共立女子大学が新たに挑戦する教育体系
共立女子大学・共立女子短期大学(東京都千代田区)は、今後の教育改革を見据え、2027年4月に「建築・デザイン学部」に新しい「コクリエイトコース」を開設する予定です。これに伴い、入学定員も従来の100名から150名に拡大され、今後の学生たちにより多くの学びの機会が提供されることになります。このコースは「建築コース」と「デザインコース」らとともに、3つの専攻の並行体制で運営されます。
コクリエイトコースの特長
「コクリエイトコース」は、建築やデザインの専門知識を基にしながら、多様な分野や立場の異なる人々と協力し、実際の社会問題に取り組む実践的なカリキュラムを特徴としています。特に、「地域デザイン分野」と「企画プロデュース分野」に重点を置き、プロジェクト型の授業を通じて、学生たちは対話と協働を重ねながら「企画力」と「表現技術」の融合を目指します。このコースでは、地域に密着したまちづくりや新たな商品開発、イベントの企画など、実際のプロジェクトに取り組みながら、魅力的な「空間」「モノ」「情報」に関するデザインを学んでいくことが期待されています。
共立女子大学建築・デザイン学部の歴史
本学は2007年度に家政学部内に建築・デザイン学科を設置し、2023年度には独立した建築・デザイン学部を開設しました。この約20年の期間の中で、生活者やアートの視点から「空間」や「モノ」を包括的に捉え、創造的な提案や実践ができる人材を育成してきました。その実績を受け、2027年度には「コクリエイトコース」を新設し、さらなる教育の深化を図ります。
各コースの紹介
- - 建築コース: ここでは、人々が心地良く感じる空間や美しい建築をデザインすることを学びます。建築分野とインテリア分野の2つの構成に分かれ、芸術的なセンスと共に設計から施工、監理までを学習し、空間と製品の関係性を探求します。

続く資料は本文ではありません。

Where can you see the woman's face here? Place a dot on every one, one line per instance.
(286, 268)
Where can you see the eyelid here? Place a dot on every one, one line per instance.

- - デザインコース: このコースでは、使う人が愛着を感じるようなプロダクトやグラフィックデザインの学びに焦点を当てます。使用者の視点と生産者の視点を兼ね備えたデザインスキルを養成します。
- - コクリエイトコース: 新たな価値創出に向けた企画をデザインすることを目的とし、地域デザインや企画プロデュースの分野での学びを提供します。このコースでは、フィールドワークやクライアントとの対話を重視し、課題の発見と解決策の創出を目指します。
未来のための提案
「コクリエイトコース」は、まちづくりや地域コミュニティの発展に必要不可欠な視点を学ぶ機会を提供するものです。多様な人々と連携しながら新しい価値を生み出す力を育てることで、学生たちがこれからの社会で活躍できる可能性を広げるでしょう。教育の現場は常に変化し続けていますが、共立女子大学はその変革に積極的に取り組む姿勢を示しています。